A thought that's been zigzagging its way through my synapses for awhile now.
It's kind of like this -- there's stuff that has positive ontological "content". It "takes up room" in "being". Whatever that means. But this stuff is constantly passing into non-being, constantly ceasing to exist. I don't know where the stuff originally comes from -- the big bang? -- but it doesn't matter, it could never be comprehended anyway. The point is that subjective experience is the means by which this constant ceasing-to-exist happens.
So I'm looking at a computer screen right now, as I type, and this computer screen (whatever it ultimately is) has positive ontological content that is, right now, passing into nothingness. And that "passing into nothingness" = my perception(s) of the computer screen.
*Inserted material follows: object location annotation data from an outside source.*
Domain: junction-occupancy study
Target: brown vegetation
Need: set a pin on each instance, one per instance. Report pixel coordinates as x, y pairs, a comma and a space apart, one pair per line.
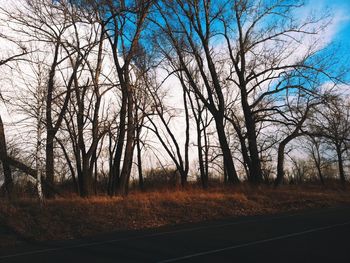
73, 217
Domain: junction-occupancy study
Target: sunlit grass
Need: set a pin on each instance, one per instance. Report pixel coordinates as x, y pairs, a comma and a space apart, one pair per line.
74, 217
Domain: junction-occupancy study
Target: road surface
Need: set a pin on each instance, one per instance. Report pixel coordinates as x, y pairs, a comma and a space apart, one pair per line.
321, 235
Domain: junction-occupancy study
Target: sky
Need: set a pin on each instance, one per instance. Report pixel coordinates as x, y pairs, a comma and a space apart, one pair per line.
341, 10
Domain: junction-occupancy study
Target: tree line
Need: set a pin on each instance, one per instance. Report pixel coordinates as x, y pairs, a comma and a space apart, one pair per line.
94, 80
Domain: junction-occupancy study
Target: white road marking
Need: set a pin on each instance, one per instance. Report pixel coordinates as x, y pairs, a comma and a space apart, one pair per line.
97, 243
208, 252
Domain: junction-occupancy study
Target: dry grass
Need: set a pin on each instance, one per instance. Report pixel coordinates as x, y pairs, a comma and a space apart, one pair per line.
73, 217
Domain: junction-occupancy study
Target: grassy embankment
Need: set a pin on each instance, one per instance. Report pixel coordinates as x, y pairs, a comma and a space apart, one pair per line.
73, 217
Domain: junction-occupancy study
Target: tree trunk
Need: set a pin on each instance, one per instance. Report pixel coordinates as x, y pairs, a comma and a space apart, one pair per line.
122, 188
49, 169
6, 166
139, 159
255, 173
280, 163
340, 165
115, 172
228, 160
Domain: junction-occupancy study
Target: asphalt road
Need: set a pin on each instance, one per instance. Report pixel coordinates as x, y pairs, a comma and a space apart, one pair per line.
314, 236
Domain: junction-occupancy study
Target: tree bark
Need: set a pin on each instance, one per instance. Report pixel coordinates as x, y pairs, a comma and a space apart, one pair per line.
228, 160
6, 166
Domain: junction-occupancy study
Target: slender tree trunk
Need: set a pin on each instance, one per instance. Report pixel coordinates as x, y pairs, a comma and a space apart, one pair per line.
340, 165
6, 166
115, 173
139, 157
129, 146
255, 173
38, 161
280, 163
49, 169
228, 160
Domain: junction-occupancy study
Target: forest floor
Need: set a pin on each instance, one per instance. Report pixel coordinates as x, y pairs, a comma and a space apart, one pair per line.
25, 220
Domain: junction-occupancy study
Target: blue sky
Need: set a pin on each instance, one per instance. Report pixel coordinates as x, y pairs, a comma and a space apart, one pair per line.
341, 9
To put it another way, where does what we perceive "go" when we perceive it? Sure it "goes" into our memories to some degree, but that's just the trace of it. Where does the thing itself go? Nowhere -- it dissolves. Our perception of it is precisely that dissolution.
Water going over the edge of the cliff -- consciousness as that edge.
This is way too metaphysical for even my taste, but it's a thought that keeps bubbling up to the surface of my attention, so I'm starting to think there's *something* to it, even if the thought itself is functioning as a kind of metaphor for something I'm not fully aware of (like the metaphorical aspect of dreams).